2023-01-08 22:36:54.482 UTC [1] LOG:  terminating any other active server processes
2023-01-08 22:36:54.483 UTC [1] LOG:  all server processes terminated; reinitializing
2023-01-08 22:36:54.561 UTC [10229] LOG:  database system was interrupted; last known up at 2023-01-08 22:36:37 UTC
2023-01-08 22:36:54.561 UTC [10232] FATAL:  the database system is in recovery mode

Someone kill -9'd your database ... postgres really doesn't like when you do that which is why it said it was in recovery mode. If you have a Client and you're not using a pool, that client would've had an abrupt socket disconnect after the kill -9, you only see the error after trying to call client.query afterwards.

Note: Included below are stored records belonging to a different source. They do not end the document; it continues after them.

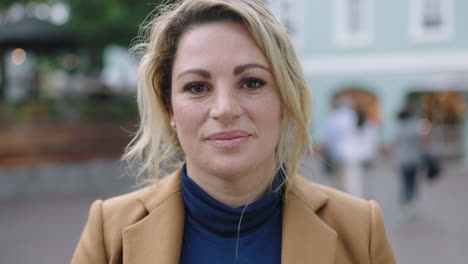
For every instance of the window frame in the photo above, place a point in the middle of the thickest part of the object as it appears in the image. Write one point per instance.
(419, 33)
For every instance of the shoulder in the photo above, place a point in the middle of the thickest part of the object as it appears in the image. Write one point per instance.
(102, 235)
(131, 207)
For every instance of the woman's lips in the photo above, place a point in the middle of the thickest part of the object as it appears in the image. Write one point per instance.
(228, 139)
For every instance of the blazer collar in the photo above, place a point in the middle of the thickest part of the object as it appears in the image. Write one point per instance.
(305, 236)
(157, 238)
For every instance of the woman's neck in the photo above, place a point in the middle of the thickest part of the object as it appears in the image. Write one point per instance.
(233, 190)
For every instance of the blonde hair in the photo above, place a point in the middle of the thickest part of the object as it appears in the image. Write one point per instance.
(155, 144)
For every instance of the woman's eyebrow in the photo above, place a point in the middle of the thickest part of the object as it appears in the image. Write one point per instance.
(200, 72)
(241, 68)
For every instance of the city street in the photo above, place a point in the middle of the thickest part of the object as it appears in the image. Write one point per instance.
(42, 229)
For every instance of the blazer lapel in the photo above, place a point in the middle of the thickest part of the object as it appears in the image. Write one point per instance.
(157, 238)
(305, 236)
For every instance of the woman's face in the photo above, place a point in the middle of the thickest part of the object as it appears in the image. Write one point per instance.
(226, 105)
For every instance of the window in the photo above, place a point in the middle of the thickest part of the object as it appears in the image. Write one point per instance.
(352, 23)
(291, 14)
(431, 20)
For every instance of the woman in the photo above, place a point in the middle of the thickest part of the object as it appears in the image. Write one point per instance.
(409, 151)
(223, 98)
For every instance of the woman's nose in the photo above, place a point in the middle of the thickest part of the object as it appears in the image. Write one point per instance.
(225, 105)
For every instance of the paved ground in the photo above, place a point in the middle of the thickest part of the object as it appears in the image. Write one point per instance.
(42, 229)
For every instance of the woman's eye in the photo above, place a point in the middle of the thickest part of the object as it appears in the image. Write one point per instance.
(252, 83)
(196, 88)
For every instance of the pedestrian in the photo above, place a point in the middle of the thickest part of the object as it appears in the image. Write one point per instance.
(408, 153)
(222, 95)
(337, 134)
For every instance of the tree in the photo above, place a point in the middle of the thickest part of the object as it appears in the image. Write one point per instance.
(97, 23)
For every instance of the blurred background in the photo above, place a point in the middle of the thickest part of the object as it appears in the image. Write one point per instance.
(68, 109)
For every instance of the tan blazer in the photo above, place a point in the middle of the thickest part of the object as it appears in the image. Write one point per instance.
(320, 226)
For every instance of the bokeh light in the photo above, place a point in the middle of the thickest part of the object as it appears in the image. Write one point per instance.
(18, 56)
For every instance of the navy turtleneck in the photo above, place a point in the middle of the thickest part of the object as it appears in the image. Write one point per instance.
(211, 227)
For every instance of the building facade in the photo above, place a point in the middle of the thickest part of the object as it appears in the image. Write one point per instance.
(385, 54)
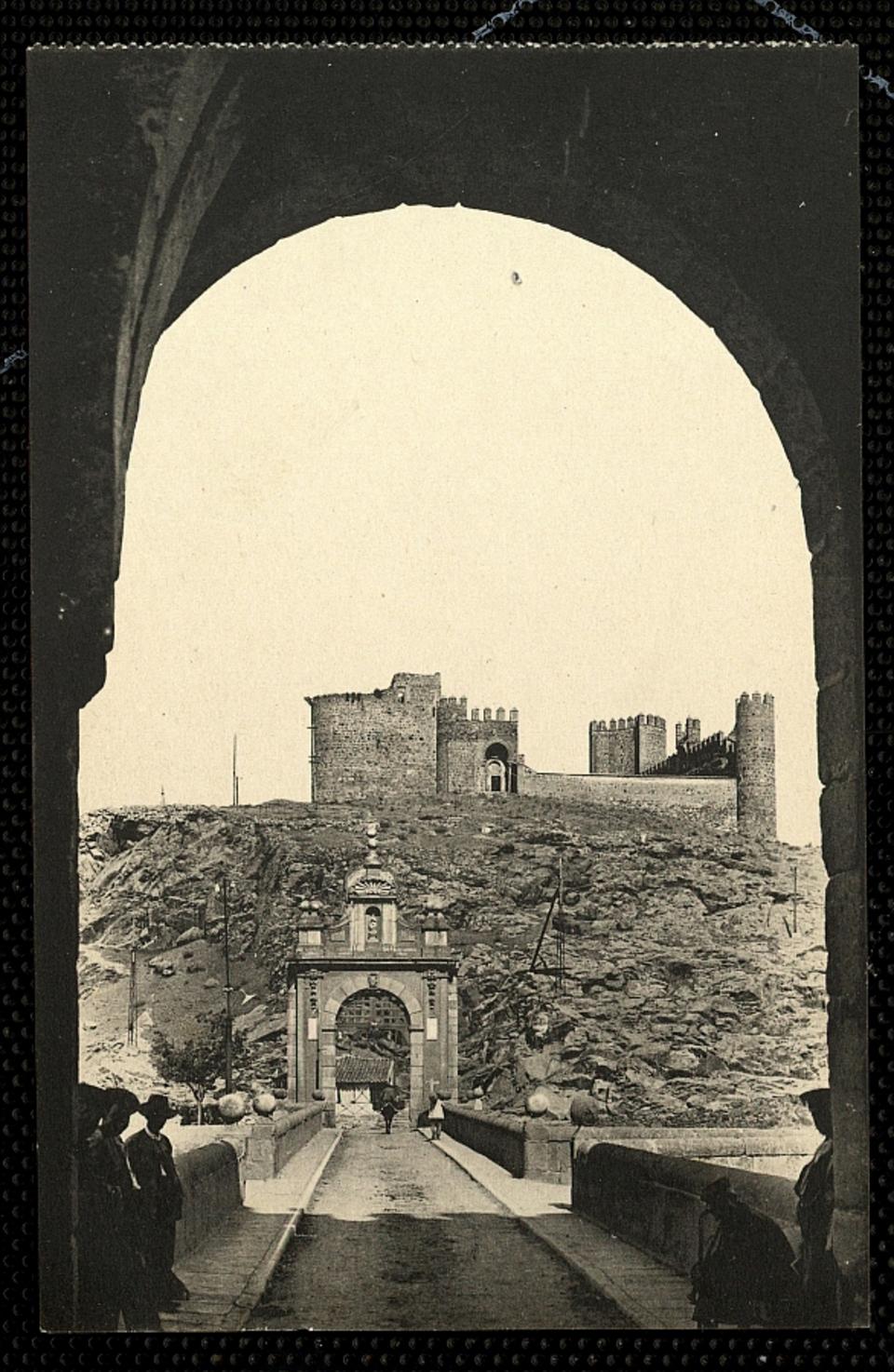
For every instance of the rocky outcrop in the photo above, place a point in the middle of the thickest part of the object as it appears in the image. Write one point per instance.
(690, 987)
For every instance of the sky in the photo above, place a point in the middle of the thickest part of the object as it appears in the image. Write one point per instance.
(442, 439)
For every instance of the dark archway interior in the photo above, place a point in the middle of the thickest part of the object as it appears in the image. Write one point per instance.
(658, 154)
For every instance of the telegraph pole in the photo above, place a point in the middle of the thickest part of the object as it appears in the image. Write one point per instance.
(228, 1025)
(559, 931)
(795, 899)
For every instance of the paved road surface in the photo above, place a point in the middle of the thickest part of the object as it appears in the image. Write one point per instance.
(399, 1238)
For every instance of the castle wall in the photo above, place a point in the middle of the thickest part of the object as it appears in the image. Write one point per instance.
(711, 799)
(755, 764)
(627, 747)
(463, 744)
(376, 744)
(651, 743)
(613, 749)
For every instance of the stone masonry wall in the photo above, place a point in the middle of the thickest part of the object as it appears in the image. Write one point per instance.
(755, 764)
(378, 744)
(714, 799)
(627, 747)
(613, 749)
(463, 743)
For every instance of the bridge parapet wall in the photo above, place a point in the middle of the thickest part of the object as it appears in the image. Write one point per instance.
(535, 1149)
(272, 1143)
(211, 1187)
(654, 1201)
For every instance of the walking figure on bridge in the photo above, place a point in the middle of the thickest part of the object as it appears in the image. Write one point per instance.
(436, 1116)
(389, 1110)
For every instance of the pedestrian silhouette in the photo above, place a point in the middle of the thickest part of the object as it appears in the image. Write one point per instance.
(745, 1276)
(436, 1116)
(816, 1202)
(151, 1161)
(110, 1227)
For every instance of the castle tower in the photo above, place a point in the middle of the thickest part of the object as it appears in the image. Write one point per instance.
(755, 766)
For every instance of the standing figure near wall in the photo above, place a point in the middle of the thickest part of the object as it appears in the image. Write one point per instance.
(151, 1161)
(816, 1204)
(121, 1285)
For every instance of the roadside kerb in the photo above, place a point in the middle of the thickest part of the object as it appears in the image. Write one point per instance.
(650, 1294)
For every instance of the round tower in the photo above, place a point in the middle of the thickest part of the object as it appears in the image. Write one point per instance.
(755, 766)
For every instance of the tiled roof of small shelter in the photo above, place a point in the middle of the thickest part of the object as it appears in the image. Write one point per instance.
(353, 1069)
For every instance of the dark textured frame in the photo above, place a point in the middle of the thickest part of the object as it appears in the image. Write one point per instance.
(630, 22)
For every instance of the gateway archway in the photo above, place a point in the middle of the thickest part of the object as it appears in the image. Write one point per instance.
(549, 136)
(372, 949)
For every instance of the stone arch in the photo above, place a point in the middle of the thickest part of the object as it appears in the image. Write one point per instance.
(180, 136)
(347, 984)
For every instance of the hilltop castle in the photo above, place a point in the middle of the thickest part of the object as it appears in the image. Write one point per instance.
(410, 740)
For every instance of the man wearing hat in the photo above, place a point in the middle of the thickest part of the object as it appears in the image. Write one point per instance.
(745, 1272)
(151, 1161)
(816, 1204)
(115, 1282)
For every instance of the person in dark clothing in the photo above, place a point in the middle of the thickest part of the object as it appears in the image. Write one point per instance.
(387, 1114)
(816, 1204)
(151, 1163)
(122, 1288)
(745, 1276)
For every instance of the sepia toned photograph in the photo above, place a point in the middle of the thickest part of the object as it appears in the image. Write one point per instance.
(449, 822)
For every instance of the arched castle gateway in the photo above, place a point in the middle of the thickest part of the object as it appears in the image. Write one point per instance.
(371, 948)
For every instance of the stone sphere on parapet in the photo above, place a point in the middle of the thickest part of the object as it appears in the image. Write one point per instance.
(232, 1106)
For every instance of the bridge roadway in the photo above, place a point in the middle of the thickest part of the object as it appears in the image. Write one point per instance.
(399, 1238)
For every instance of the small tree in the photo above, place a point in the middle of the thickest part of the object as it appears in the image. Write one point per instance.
(198, 1061)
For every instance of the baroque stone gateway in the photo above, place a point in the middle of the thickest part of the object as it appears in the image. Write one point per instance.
(410, 740)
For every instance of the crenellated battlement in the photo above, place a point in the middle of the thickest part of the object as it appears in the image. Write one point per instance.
(709, 756)
(410, 738)
(630, 722)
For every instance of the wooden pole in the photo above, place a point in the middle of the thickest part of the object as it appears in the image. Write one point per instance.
(228, 1024)
(132, 1002)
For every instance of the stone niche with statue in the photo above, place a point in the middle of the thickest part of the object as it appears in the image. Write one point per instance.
(370, 949)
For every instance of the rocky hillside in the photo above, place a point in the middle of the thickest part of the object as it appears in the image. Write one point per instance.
(688, 984)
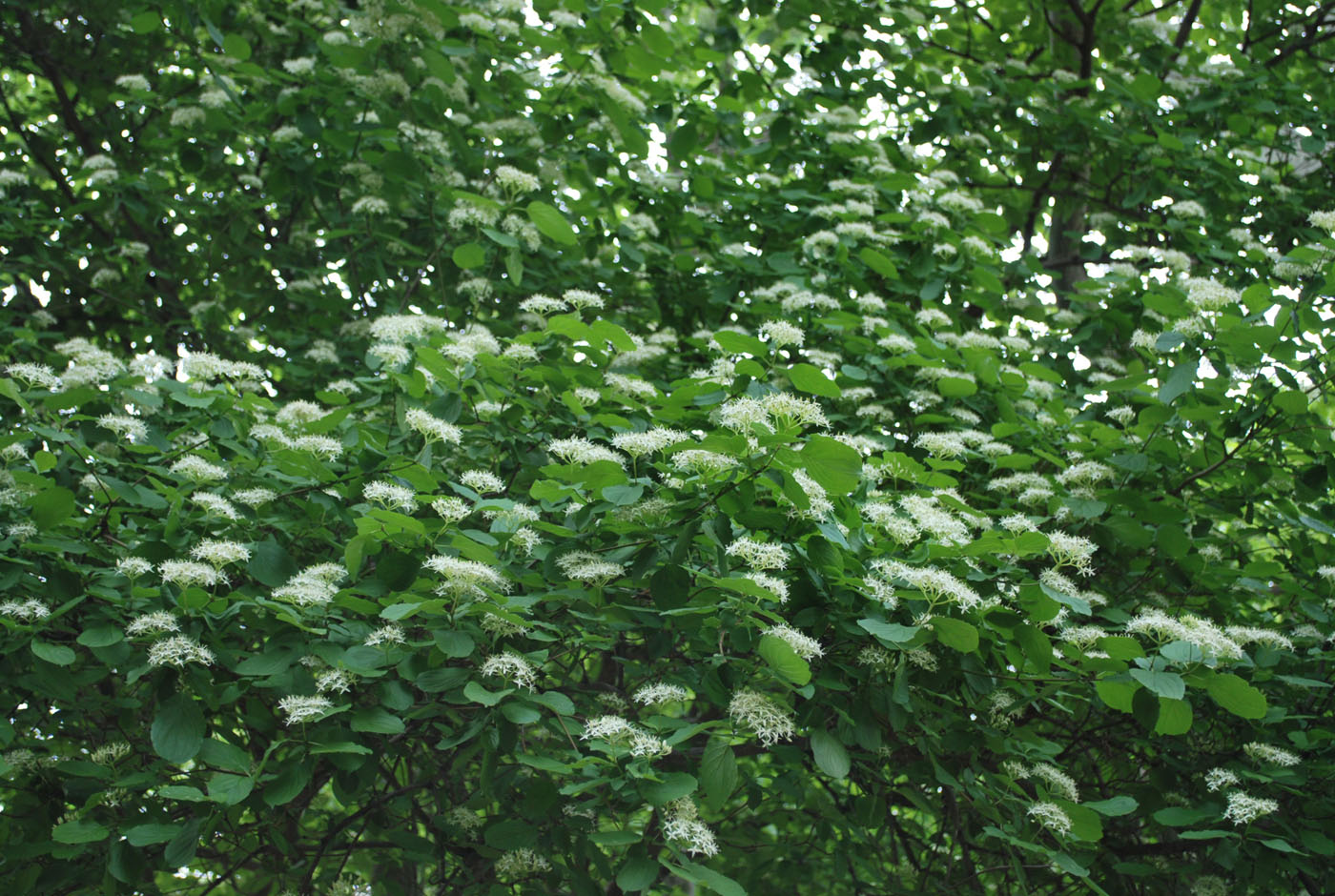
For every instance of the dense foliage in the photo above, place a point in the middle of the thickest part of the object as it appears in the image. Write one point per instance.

Best way to handle that is use Pool ... this keeps a series of clients, most of them will be in a diconnected state until they are needed, then they'll be reused. If a timeout is reached (default 10 seconds) it'll disconnect and go away. Next pool.connect will return the first connected non-idle client, or create a new connection if none exist.

Some orms might add error handlers for pool... but if not, refer again to the docs, https://node-postgres.com/apis/pool#error :

You probably want to add an event listener to the pool to catch background errors! Just like other event emitters, if a pool emits an error event and no listeners are added node will emit an uncaught error and potentially crash your node process.

And the nodejs process will absolutely crash if an unhandled error event bubbles up without getting caught.